16/04/2017 3 min ruptures-presse.fr #127594

Des grands médias occidentaux pris la main dans le sac de la fabrication d'une « Fake news »

« La Russie et la Chine ont pu influencer le vote en faveur du Brexit, affirment des députés britanniques ». Voilà ce que titrait tout récemment le site de la chaîne américaine CNBC. A sa suite, de nombreux grands médias européens ont repris cette « information »... qui se révèle en réalité être une « Fake news » (information bidon).

Nos zélés confrères ne semblent pas avoir bien pris le temps de lire le rapport en question

Sur la base d'un rapport publié par une commission parlementaire de Westminster, ces journaux ont promptement pointé un « piratage ». Sans doute uniquement préoccupés de faire œuvre utile en confirmant la malfaisance de Moscou - et, cette fois, également de Pékin - contre l'Union européenne, nos zélés confrères ne semblent hélas pas avoir bien pris le temps de lire le rapport en question.

Ce dernier fait allusion au problème informatique qui a touché l'ordinateur gouvernemental chargé d'inscrire les électeurs du Royaume-Uni. Le système (informatique, pas le complexe politico-médiatique) est tombé en panne le 7 juin 2016, soit, le dernier jour, pour les retardataires, des inscriptions sur les listes électorales avant le référendum du 23 juin.

A aucun moment cependant, les rédacteurs du rapport n'ont évoqué l'éventualité que ce dysfonctionnement ait pu avoir une influence sur le verdict final, qui donna 52% en faveur de la sortie de l'Union européenne.

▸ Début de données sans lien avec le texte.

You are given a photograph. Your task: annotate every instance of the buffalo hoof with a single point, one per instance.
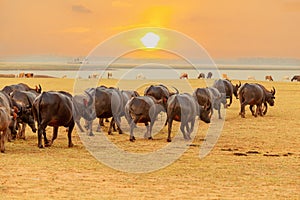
(48, 145)
(91, 134)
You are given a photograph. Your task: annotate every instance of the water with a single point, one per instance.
(163, 73)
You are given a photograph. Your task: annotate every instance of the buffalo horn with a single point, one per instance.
(177, 92)
(90, 98)
(273, 91)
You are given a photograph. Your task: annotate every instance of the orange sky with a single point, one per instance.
(227, 29)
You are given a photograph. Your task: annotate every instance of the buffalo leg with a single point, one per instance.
(100, 124)
(71, 127)
(2, 136)
(182, 126)
(258, 109)
(132, 126)
(251, 109)
(111, 125)
(150, 130)
(22, 135)
(266, 109)
(147, 130)
(170, 121)
(90, 128)
(79, 125)
(242, 112)
(40, 133)
(192, 127)
(55, 130)
(230, 101)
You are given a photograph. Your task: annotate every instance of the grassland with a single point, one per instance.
(59, 172)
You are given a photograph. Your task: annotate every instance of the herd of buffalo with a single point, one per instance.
(21, 105)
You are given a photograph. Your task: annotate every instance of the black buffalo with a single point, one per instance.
(109, 103)
(142, 109)
(202, 96)
(251, 94)
(209, 75)
(201, 75)
(160, 92)
(184, 108)
(84, 107)
(53, 109)
(24, 100)
(12, 111)
(296, 78)
(269, 97)
(226, 87)
(216, 100)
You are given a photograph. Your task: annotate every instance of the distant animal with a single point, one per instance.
(251, 94)
(184, 108)
(142, 109)
(269, 78)
(23, 100)
(4, 127)
(109, 75)
(184, 76)
(226, 87)
(296, 77)
(225, 76)
(201, 75)
(21, 75)
(269, 97)
(21, 87)
(93, 76)
(251, 78)
(53, 109)
(29, 75)
(140, 76)
(209, 75)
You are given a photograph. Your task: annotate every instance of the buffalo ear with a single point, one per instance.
(207, 106)
(165, 100)
(85, 102)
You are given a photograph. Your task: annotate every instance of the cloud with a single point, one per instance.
(80, 9)
(122, 4)
(292, 6)
(76, 30)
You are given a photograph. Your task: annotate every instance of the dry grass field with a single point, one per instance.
(59, 172)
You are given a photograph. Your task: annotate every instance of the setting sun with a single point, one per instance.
(150, 40)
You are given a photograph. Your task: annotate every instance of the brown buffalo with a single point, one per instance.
(184, 76)
(269, 78)
(296, 78)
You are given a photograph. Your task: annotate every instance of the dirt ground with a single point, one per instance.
(254, 158)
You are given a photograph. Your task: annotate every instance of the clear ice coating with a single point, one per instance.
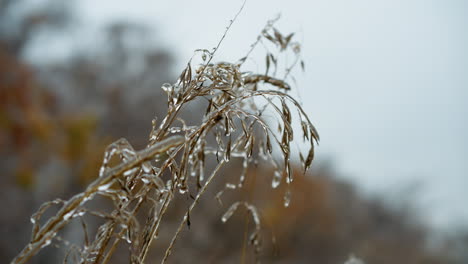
(229, 212)
(287, 198)
(168, 88)
(276, 179)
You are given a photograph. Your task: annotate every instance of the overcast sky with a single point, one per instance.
(386, 81)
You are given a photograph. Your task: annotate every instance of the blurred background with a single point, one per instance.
(385, 84)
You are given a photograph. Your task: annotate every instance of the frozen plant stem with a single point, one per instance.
(234, 119)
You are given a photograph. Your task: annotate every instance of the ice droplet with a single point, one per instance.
(175, 129)
(105, 187)
(146, 166)
(130, 172)
(287, 198)
(276, 180)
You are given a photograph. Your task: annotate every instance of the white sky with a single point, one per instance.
(386, 82)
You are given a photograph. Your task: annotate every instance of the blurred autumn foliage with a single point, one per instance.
(56, 119)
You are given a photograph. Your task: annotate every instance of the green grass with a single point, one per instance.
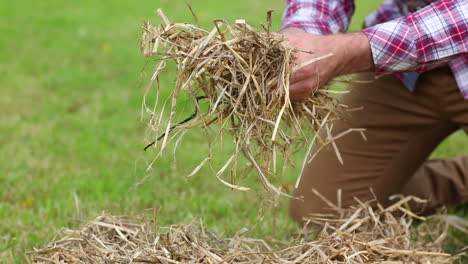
(70, 126)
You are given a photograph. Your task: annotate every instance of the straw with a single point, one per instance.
(366, 233)
(243, 75)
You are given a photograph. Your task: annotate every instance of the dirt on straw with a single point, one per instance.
(243, 74)
(366, 233)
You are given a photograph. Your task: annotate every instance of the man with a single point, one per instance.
(419, 51)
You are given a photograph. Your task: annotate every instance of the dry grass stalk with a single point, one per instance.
(244, 76)
(366, 233)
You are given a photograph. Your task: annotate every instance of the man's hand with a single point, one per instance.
(351, 53)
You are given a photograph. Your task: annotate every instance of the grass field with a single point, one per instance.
(70, 131)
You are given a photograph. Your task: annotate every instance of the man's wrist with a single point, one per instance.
(356, 53)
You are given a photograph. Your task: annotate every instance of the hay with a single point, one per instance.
(366, 233)
(243, 75)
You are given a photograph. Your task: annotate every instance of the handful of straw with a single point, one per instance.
(243, 74)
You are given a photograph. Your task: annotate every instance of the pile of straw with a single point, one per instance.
(366, 233)
(243, 75)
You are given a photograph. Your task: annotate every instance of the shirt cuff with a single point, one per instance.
(393, 46)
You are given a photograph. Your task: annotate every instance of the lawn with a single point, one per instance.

En outre, le terme de « piratage » a été inventé par les journalistes qui croyaient sans doute avoir levé un lièvre. Il s'agissait en fait d'un « déni de service » précise le rapport, c'est-à-dire un nombre très élevé de requêtes visant à saturer les serveurs - et non à fausser les informations qu'ils gèrent.

Et, surtout, les auteurs du rapport précisent qu'il n'y a aucun élément permettant de conclure à la responsabilité d'une puissance étrangère - pas plus la Russie, la Chine que les îles Fidji...

Un malheureux malentendu

Bref, un malheureux malentendu dû à une phrase sortie de son contexte par des journalistes pressés de bien faire, mais un peu distraits.

Naturellement rien à voir, en revanche, avec les absolues certitudes martelées par tous les dirigeants occidentaux - à commencer par les gouvernants français - et les médias qui leur sont fidèles concernant l'attaque chimique sur la ville syrienne de Khan Cheikhoun le 4 avril. Là, on vous le dit, on vous le certifie : il ne peut y avoir aucun doute sur les auteurs du forfait.

Car dans ce cas, les grands médias tiennent (exclusivement) leurs informations d'une source sûre et fiable : les services américains.